6.7.06
capítulo 1: trova víctor jara
Los hijos decembristas, lepidopteros in extenso, vivimos un turno completo de unidad gramatical. Alianza de lenguaje. El único resquicio de clase en el libro urbano está en la coda de un acento. Son las nueve de la mañana, y en el himen de la duermevela, Marcos calcula el tratamiento residual del pasado inmediato. Enciende el velador, piensa: hoy compro un despertador. Cuatro días seguidos quedándose dormido; ahora, deja de confiar en cierta benevolencia de sus empleadores. Existe, sin embargo, una mínima chance de hilvanar los sucesos de la noche pasada. En el timer del equipo de música, un disco grabado a mediados de los noventa. Extended version de un Unidos en Chile - Música por la Memoria. Quila. Inti. El click de un nuevo día abre con la misma densidad del fade nocturno. Una chica con la remera de Revolver. Dos o tres años antes, Marcos conoció a una chica llamada Astrid. Hija de húngaros o rumanos, en cualquiera de los casos, algún último bastión de la pobreza estructural en Europa Oriental tras el milagro económico polaco. Sus padres ignoraban la filología del nombre: Astrid, la novia de Pete Best, suponía Marcos, era la responsable del estilismo beatle. Pero la Astrid del flequillo era alemana y la suya era argentina y físicamente parecía más bien ucraniana: rubia como desteñida y piezas dentales perfectas. De ella, Marcos heredó el disco.
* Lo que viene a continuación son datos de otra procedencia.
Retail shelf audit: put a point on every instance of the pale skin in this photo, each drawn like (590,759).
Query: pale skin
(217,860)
Dejó la cama acalambrado: estaba durmiendo poco y el salto del sueño inestable de esas cuatro o cinco horas al movimiento habitual de la jornada lo dejaba entumecido. Una posibilidad remota a futuro era recolectar una abundante cantidad de boletos de colectivo para cambiar en un hospital público por una silla de ruedas. Descartó el café: prepararlo implicaría entre 5 y 7 minutos entre el primer hervor del agua y el batido de las cucharadas de café instantáneo y azúcar. Revisó la heladera: bastante bien pero nada para desayunar en el camino. En algún punto, Marcos ejercitó un atisbo de bronca. Lo enojaba, lo exasperaba esa situación. De cuatro días hábiles, en por lo menos tres se quedó dormido. Sin un radio reloj cualquiera de 10 pesos recurrió al equipo de música. Configuraba el timer a las 7:04 de la mañana, convencido de esa teoría personal según la cual una alarma programada a una hora redondeada (en punto, y diez, menos cuarto) nunca sirve para despertarlo. Sin caos en el orden lineal del tiempo, la vigilia preconsciente no se da por aludida. Por lo demás, nunca tuvo demasiadas justificaciones al respecto; sólo un trabajo de campo empírico con pruebas recavadas a lo largo de mañanas y mañanas en que el ruido de una alarma a las 7:13 a.m., por ejemplo, lo eyectaba de la cama. Ahora, otra vez recubierto con una máscara de legañas y costra de saliva en la barba, pensaba en comprar un despertador. Arriesgarse a dejar de nuevo que un folklore andino o la antología romántica de un clásico de los ochenta, productos para la nostalgia, intentara sin éxito arrancarlo de la cama, no tenía ninguna clase de sentido.